The perl will get me out of trouble for now, but I'm not sure it is installed on all of our servers so would prefer a sed solution if possible for portability.

Brad

sed ':start                         # create a label
      /\[[^]]*\'\]/ {               # execute the following only if the line contains
                                    # this regexp: a "[", followed by optional
                                    # non-"]", followed by "'", followed by "]"
           s/\(\[[^]]*\)\'/\1/      # replace "[ - non-] - '" by itself except for the last '
           b start                  # go back to the label defined above
      }
      s/\[\([^]]*\)\]/\1/g'         # replace "[ - non-] -]" by anything inside the brackets

The first lines set up a loop: one "'" is removed inside "[...]", then "b start" starts over. Once there is no single quote left the regexp in the second line will not match any more and the whole block is skipped. At last the last line removes the brackets by replacing "[-content-]" by "content".

Probably my script failed because the first part has escaped single quotes ("\'") and the escaping didn't work as expected.

I hope this helps.

bakunin

Thanks :smiley:

That's really helpful.

Now I can play around with it and get a good understanding...

Cheers

Brad

while(<DATA>){
	s/(?:[\[\]]|'(?=[^\[]*\]))//xg;
	print;
}
__DATA__
"['1235','3234']","abcde","[1234]","['1235','3234']"
"'","abcde","[1235]","['1236','2234']"
"[1236]","['1237','1234']","","1234"
"'e'","[1237]","['1238','0234']",""
1 Like

Thanks Summer, I really should learn perl :slight_smile:

A bit more precise is

sed -e "s/'\([^']*\)'/\1/g" -e 's/"\[\([^]]*\)\]"/"\1"/g'

Maybe sufficient here.
But I admit that only a perl RE can achieve 100% correctness.

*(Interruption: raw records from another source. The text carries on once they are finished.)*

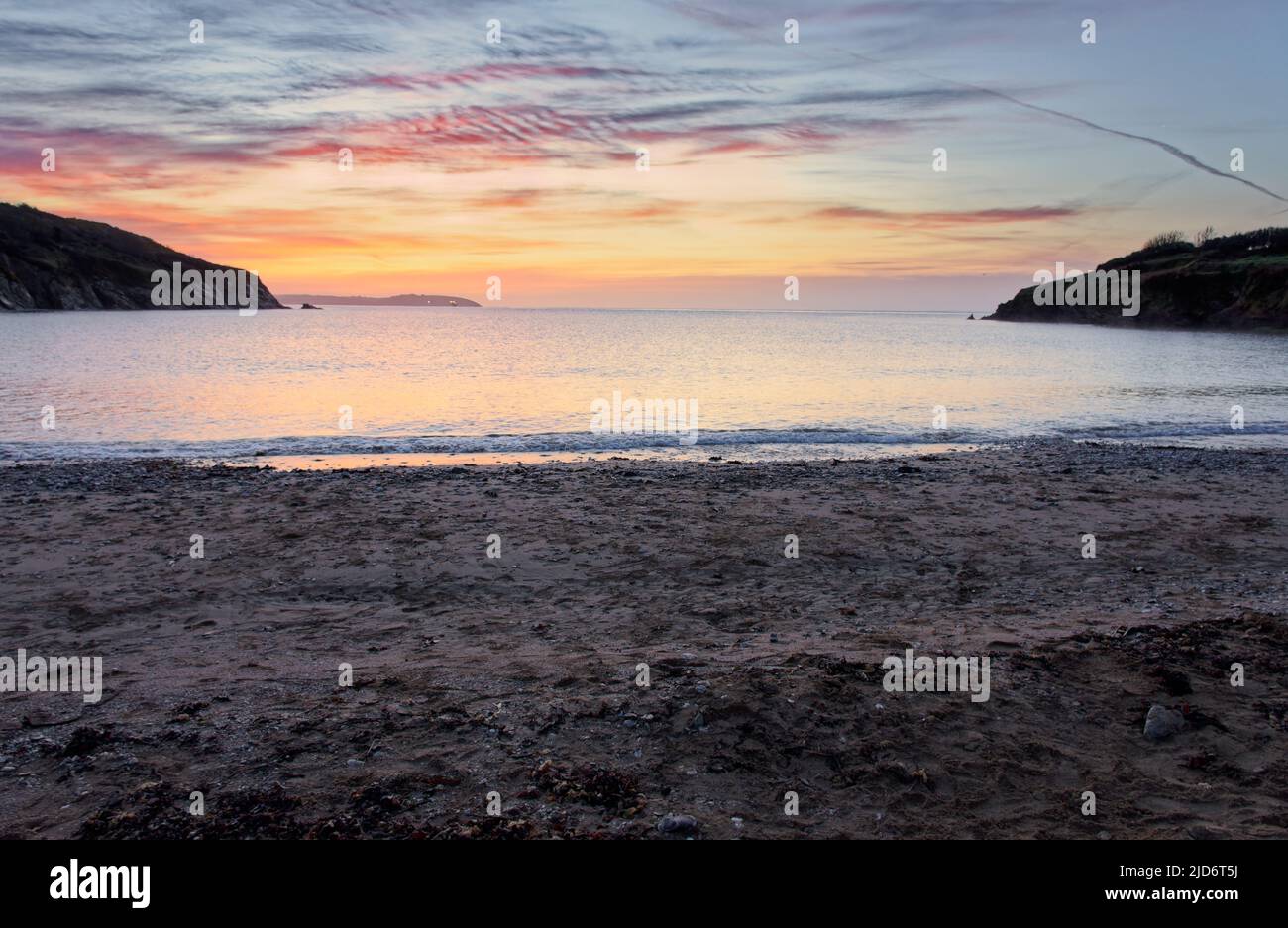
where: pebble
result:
[1145,705,1185,742]
[657,815,698,834]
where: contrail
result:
[850,52,1288,203]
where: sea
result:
[0,306,1288,467]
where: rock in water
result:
[1145,705,1185,742]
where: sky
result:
[0,0,1288,311]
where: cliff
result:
[0,203,282,311]
[984,228,1288,330]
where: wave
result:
[0,421,1288,461]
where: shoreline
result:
[0,440,1288,838]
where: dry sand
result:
[0,442,1288,838]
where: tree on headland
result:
[1143,229,1186,250]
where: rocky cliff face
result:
[0,203,282,311]
[984,228,1288,330]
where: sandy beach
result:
[0,442,1288,838]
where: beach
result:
[0,439,1288,839]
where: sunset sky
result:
[0,0,1288,311]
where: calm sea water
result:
[0,306,1288,460]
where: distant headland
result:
[0,203,282,313]
[282,293,480,308]
[984,228,1288,331]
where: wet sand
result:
[0,442,1288,838]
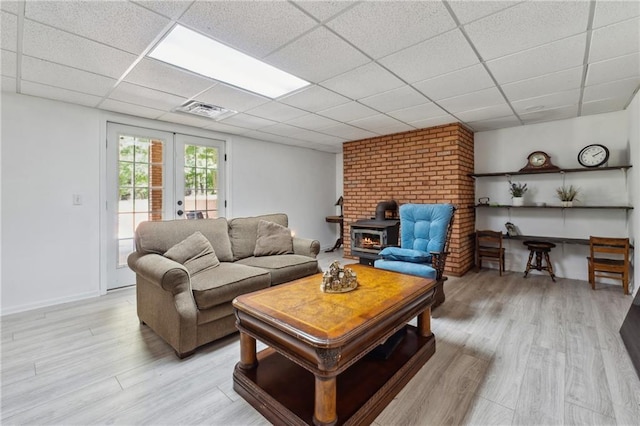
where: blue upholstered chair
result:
[374,204,455,306]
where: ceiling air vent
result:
[176,101,237,120]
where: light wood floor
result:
[0,252,640,426]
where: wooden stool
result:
[522,241,556,282]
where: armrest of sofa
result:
[127,252,191,295]
[293,237,320,259]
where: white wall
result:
[0,93,337,314]
[627,92,640,294]
[475,111,639,286]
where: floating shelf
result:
[469,165,633,178]
[476,204,633,210]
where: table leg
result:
[238,332,258,370]
[418,307,432,337]
[313,376,338,426]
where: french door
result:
[106,123,225,289]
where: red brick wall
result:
[343,123,475,276]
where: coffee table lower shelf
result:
[233,325,436,425]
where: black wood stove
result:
[351,201,400,265]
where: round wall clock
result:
[520,151,557,172]
[578,143,609,167]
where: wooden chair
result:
[587,236,630,294]
[476,230,505,276]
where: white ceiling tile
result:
[465,1,589,61]
[413,64,494,101]
[198,83,269,112]
[456,103,513,122]
[100,99,165,118]
[203,121,251,135]
[20,81,100,107]
[158,112,226,128]
[448,0,520,24]
[327,1,456,59]
[246,101,308,121]
[409,114,458,129]
[264,27,370,83]
[466,114,522,132]
[22,56,117,97]
[296,1,355,22]
[438,87,506,114]
[582,75,640,102]
[593,0,640,28]
[260,123,308,137]
[487,35,586,84]
[0,0,24,15]
[322,123,378,141]
[321,62,405,100]
[286,114,338,130]
[129,0,194,19]
[589,18,640,62]
[109,82,187,111]
[379,30,479,83]
[511,89,580,114]
[0,76,16,93]
[124,58,217,98]
[0,50,18,78]
[220,113,277,129]
[520,105,578,124]
[502,66,583,101]
[279,86,349,112]
[0,12,18,52]
[582,96,629,115]
[24,1,170,54]
[349,114,414,135]
[360,86,429,112]
[23,20,136,78]
[179,1,316,58]
[318,102,378,123]
[388,102,446,123]
[586,52,640,86]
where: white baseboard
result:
[0,290,100,317]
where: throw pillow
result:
[164,231,220,276]
[253,220,293,257]
[378,247,431,263]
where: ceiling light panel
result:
[149,25,309,98]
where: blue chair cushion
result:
[378,247,431,263]
[373,259,437,279]
[400,204,453,253]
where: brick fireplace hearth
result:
[343,123,475,276]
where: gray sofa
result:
[128,213,321,358]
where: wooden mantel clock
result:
[520,151,560,172]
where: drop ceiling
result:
[0,0,640,152]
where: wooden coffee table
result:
[233,265,436,425]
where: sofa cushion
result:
[236,254,320,285]
[378,247,431,263]
[253,220,293,256]
[228,213,289,261]
[191,262,270,309]
[135,217,233,262]
[164,231,220,277]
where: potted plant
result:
[556,185,580,207]
[509,181,528,206]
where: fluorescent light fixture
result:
[149,25,309,98]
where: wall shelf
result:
[475,204,633,210]
[469,165,633,178]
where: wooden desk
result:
[233,264,436,425]
[325,216,344,253]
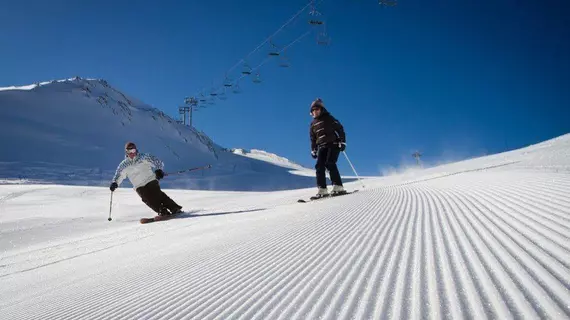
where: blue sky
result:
[0,0,570,175]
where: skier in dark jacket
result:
[110,142,182,216]
[309,98,346,198]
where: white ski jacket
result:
[112,153,164,189]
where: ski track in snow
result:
[0,171,570,319]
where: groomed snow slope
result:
[0,77,315,191]
[0,135,570,319]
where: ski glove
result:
[154,169,164,180]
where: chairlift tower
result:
[178,97,198,127]
[412,151,422,167]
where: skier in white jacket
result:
[110,142,182,216]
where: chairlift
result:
[241,62,251,75]
[279,57,289,68]
[378,0,398,7]
[224,76,232,88]
[317,31,331,46]
[279,54,289,68]
[218,88,228,100]
[232,82,242,94]
[269,40,279,57]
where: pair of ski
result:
[140,190,358,224]
[140,211,186,224]
[297,190,358,203]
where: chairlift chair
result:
[232,82,242,94]
[241,62,251,75]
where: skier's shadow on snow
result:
[173,208,267,219]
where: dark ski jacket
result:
[309,107,346,151]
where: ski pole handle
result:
[107,191,113,221]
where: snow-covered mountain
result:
[0,134,570,320]
[0,77,314,191]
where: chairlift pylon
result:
[309,1,323,26]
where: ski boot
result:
[311,188,330,200]
[331,186,348,197]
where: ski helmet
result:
[125,141,137,150]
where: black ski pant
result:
[136,180,182,215]
[315,145,342,188]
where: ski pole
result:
[107,191,113,221]
[164,164,212,176]
[342,151,366,188]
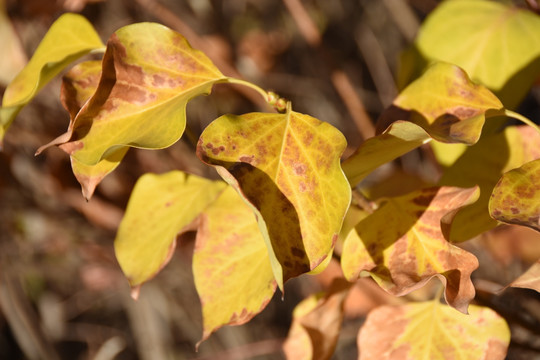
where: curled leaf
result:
[489,159,540,231]
[197,108,351,289]
[114,171,225,287]
[509,260,540,292]
[439,126,540,242]
[377,63,503,145]
[283,279,351,360]
[41,23,226,165]
[341,187,478,313]
[358,301,510,360]
[193,187,276,346]
[0,14,103,148]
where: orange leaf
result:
[283,279,351,360]
[197,107,351,289]
[358,300,510,360]
[341,187,478,313]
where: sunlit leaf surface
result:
[510,260,540,292]
[0,14,104,147]
[341,187,478,313]
[42,23,225,165]
[197,109,351,289]
[416,0,540,106]
[439,126,540,242]
[358,301,510,360]
[193,187,276,344]
[377,63,503,145]
[283,279,351,360]
[114,171,226,287]
[342,120,431,186]
[489,159,540,231]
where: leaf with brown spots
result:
[43,60,129,200]
[41,23,227,165]
[416,0,540,108]
[509,260,540,292]
[358,300,510,360]
[489,159,540,231]
[283,279,352,360]
[193,187,276,346]
[341,187,478,313]
[0,14,103,149]
[439,126,540,242]
[197,107,351,289]
[114,171,226,293]
[342,120,431,186]
[377,63,503,145]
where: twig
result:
[356,22,397,107]
[136,0,268,109]
[283,0,375,139]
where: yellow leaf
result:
[114,171,226,287]
[283,279,351,360]
[43,23,227,165]
[439,126,540,242]
[377,63,503,145]
[342,120,431,186]
[44,61,129,200]
[509,260,540,292]
[197,108,351,289]
[416,0,540,108]
[193,187,276,346]
[489,159,540,231]
[0,14,103,147]
[358,301,510,360]
[341,187,478,313]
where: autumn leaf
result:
[439,126,540,242]
[114,171,226,294]
[509,260,540,292]
[283,279,351,360]
[41,23,227,165]
[342,120,431,186]
[358,300,510,360]
[416,0,540,108]
[193,187,276,346]
[0,14,104,148]
[36,60,129,200]
[197,107,351,289]
[489,159,540,231]
[341,187,478,313]
[377,63,503,145]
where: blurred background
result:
[0,0,540,360]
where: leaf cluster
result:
[0,0,540,359]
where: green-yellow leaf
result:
[439,126,540,242]
[510,260,540,292]
[358,301,510,360]
[377,63,503,145]
[48,23,226,165]
[114,171,226,287]
[193,187,276,344]
[197,108,351,289]
[416,0,540,107]
[0,14,104,147]
[489,159,540,231]
[342,120,431,186]
[283,279,351,360]
[341,187,478,313]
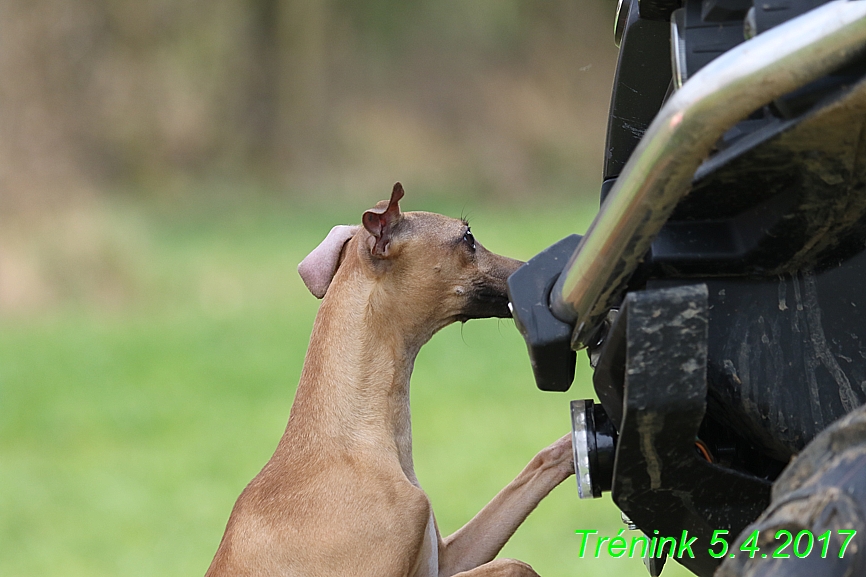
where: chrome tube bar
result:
[550,0,866,350]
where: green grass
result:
[0,194,688,577]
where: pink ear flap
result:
[361,182,404,258]
[298,224,360,299]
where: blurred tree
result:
[0,0,615,201]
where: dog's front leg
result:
[439,433,574,577]
[454,559,540,577]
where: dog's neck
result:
[286,264,432,484]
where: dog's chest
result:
[413,511,439,577]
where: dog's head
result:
[298,182,522,326]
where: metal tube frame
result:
[550,0,866,350]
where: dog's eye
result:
[463,228,475,251]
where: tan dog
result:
[206,183,574,577]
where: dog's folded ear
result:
[298,224,361,299]
[361,182,404,258]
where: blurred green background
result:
[0,0,688,577]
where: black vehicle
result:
[509,0,866,577]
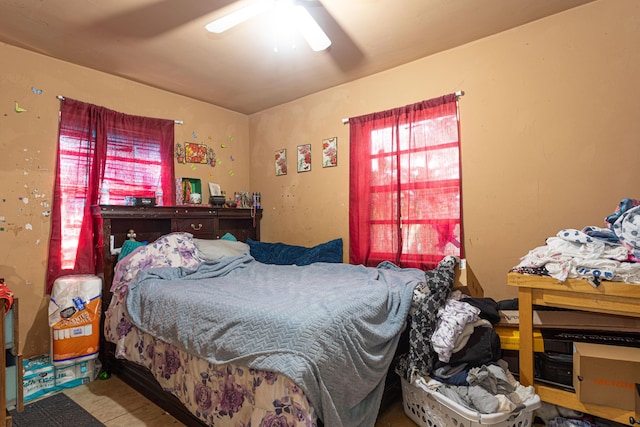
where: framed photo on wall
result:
[276,148,287,176]
[184,142,207,163]
[322,136,338,168]
[298,144,311,172]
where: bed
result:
[92,206,478,426]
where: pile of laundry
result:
[416,291,536,414]
[512,198,640,286]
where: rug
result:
[10,393,104,427]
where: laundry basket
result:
[402,378,541,427]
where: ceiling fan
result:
[205,0,331,52]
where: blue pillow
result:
[118,240,146,261]
[247,238,342,265]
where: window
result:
[349,95,463,269]
[47,99,175,293]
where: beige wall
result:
[0,43,249,357]
[250,0,640,300]
[0,0,640,357]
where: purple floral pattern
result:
[104,233,317,427]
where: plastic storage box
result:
[402,378,541,427]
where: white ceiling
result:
[0,0,592,114]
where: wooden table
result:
[507,272,640,425]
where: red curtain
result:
[46,99,175,294]
[349,94,464,269]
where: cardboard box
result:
[22,356,60,403]
[453,259,484,298]
[573,342,640,412]
[55,359,100,388]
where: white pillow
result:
[193,238,249,261]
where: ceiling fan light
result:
[294,6,331,52]
[204,0,273,34]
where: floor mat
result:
[10,393,104,427]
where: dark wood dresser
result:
[92,206,262,426]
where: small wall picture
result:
[298,144,311,172]
[322,136,338,168]
[184,142,207,164]
[276,148,287,176]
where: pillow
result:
[247,238,342,265]
[193,238,249,261]
[220,233,238,242]
[118,240,146,261]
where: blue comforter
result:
[126,254,425,427]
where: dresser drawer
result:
[173,217,215,239]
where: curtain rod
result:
[342,90,464,125]
[56,95,184,125]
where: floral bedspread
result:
[104,233,317,427]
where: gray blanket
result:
[126,254,424,427]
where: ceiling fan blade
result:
[293,5,331,52]
[205,0,274,33]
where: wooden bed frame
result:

Nice use of the non capturing group plus lookahead.
Works fine also over Python:

>>> text = """
... "['1235','3234']","abcde","[1234]","['1235','3234']"
... "'","abcde","[1235]","['1236','2234']"
... "[1236]","['1237','1234']","","1234"
... "'e'","[1237]","['1238','0234']",""
... """
>>> pat = """(?:[\[\]]|'(?=[^\[]*\]))"""
>>> print re.sub(pat,'',texto)

"1235,3234","abcde","1234","1235,3234"
"'","abcde","1235","1236,2234"
"1236","1237,1234","","1234"
"'e'","1237","1238,0234",""

After some fiddling around I settled for this variation on an earlier post -

#! /bin/bash

sed ':start
      /\['\''/{
    s/\['\''//
    s/'\'']//
    s/'\'','\''/,/
        b start
} 
:finally
      /\[/{
    s/\[//
    s/\]//
    b finally
} ' file

Input -

"['1235','3234']","abcde","[1234]","['1235','3234']"
"'","abcde","[1235]","['1236','2234']"
"[1236]","['1237','1234']","","1234"
"'e'","[1237]","['1238','0234']",""
"123","wer","123","''"

Output -

"1235,3234","abcde","1234","1235,3234"
"'","abcde","1235","1236,2234"
"1236","1237,1234","","1234"
"'e'","1237","1238,0234",""
"123","wer","123","''"

I use tr -d to remove characters. With sed, I never use -e, just single quotes around the entire script and if I need a single quote or expanded variable, I drop out of single to double and then right back, e.g. ' inside two ' is: ' " ' " ' or: ' \' ' (without the spaces) Single quotes let less happen.